- Born: February 15, 1955 (age 70) Atlanta, Georgia
- Education: Bachelor of Accounting
- Alma mater: Duquesne University
- Occupations: Dean, Santa Clara University Leavey School of Business(July 2021 - December 2025)

= Ed Grier =

American academic

Edward Arthur Grier (born February 15, 1955) was the dean of the Santa Clara University Leavey School of Business. Before coming to SCU, he was the dean at VCU, and before that, he was an executive at The Walt Disney Company.

==Education and early career ==
He has a bachelor's degree in accounting from Duquesne University in Pittsburgh, Pennsylvania.

A certified public accountant, Grier worked for Ernst & Young.

== Career at Disney==
Before transitioning to higher ed, Grier spent 29 years with the Walt Disney Company. He joined The Walt Disney Company in 1981 as senior auditor at Walt Disney World in Florida.

Grier held executive positions at the Walt Disney World Resort in Florida and At the Florida resort, he served as general manager for the operation lines of business at the Epcot and Disney-MGM Studios theme parks.

In the early 1990s, Grier served as a member of an expatriate team that was assigned to Disneyland Resort Paris in France for one year. While there, Grier was establishing the resort's marketing division and developing Pan-European marketing strategies.

Grier served as executive managing director of Walt Disney Attractions Japan, where he supervised Disney operations for the Tokyo Disney Resort and the day-to-day relationship with the Oriental Land Company, which owns the property.

Grier joined Disneyland Resort in July 2006 (replacing Matt Ouimet). He reported to Al Weiss, president of operations for Walt Disney Parks and Resorts. As president of Disneyland Resort in Anaheim, California, properties under his purview included: Disneyland and Disney California Adventure Park theme parks, the Disneyland Hotel, Disney's Grand Californian Hotel & Spa, Disney's Paradise Pier Hotel, and the Downtown Disney retail, dining and entertainment district.

Grier announced his retirement from the company on October 5, 2009.
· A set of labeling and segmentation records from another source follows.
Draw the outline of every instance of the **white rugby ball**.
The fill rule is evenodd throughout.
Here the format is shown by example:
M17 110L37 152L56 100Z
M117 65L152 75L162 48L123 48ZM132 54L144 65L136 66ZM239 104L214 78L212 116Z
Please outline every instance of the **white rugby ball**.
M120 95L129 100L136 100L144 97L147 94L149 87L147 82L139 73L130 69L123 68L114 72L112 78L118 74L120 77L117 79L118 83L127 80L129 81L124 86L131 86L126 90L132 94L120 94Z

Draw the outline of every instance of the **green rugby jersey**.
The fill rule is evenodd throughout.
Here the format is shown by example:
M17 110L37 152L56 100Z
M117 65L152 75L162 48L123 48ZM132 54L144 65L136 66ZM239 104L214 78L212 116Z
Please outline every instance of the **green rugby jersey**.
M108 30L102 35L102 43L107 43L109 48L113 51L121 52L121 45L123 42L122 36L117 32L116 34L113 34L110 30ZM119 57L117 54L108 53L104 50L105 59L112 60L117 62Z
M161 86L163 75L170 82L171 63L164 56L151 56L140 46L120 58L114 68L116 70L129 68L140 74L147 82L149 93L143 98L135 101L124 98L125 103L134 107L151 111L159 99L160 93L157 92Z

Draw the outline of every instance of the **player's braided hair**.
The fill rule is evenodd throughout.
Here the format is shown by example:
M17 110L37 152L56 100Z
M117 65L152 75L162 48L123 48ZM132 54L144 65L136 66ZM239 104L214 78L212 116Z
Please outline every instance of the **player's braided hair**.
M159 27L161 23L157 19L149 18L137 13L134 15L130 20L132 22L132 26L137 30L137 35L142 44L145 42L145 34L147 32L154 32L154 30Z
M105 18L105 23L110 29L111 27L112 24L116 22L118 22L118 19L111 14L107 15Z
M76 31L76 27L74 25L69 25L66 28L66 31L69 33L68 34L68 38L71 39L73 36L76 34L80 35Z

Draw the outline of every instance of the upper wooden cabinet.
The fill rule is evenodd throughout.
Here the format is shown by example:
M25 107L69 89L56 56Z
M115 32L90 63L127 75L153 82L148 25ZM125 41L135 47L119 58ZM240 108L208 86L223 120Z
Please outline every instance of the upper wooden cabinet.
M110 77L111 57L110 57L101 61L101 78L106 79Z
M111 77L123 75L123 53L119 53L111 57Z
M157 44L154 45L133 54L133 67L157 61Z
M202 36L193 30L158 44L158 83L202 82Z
== Career at VCU Business School and SCU Leavey School of Business==
Grier was named dean of the Virginia Commonwealth University School of Business on February 8, 2010. On May 2, 2017, he took on an interim role as university’s "vice president for development and alumni relations.". He would serve in that role until the hiring of the new vice president, which was expected in the Summer of 2017.

On April 6, 2021, Grier announced that he would be leaving VCU in June 2021 to become the new dean of the business school at Santa Clara University.

On May 27, 2025, Grier announced that he would step down from his role as the dean of Leavey School of Business at Santa Clara University at the end of December 2025 and continue in a consultative capacity through June 2026.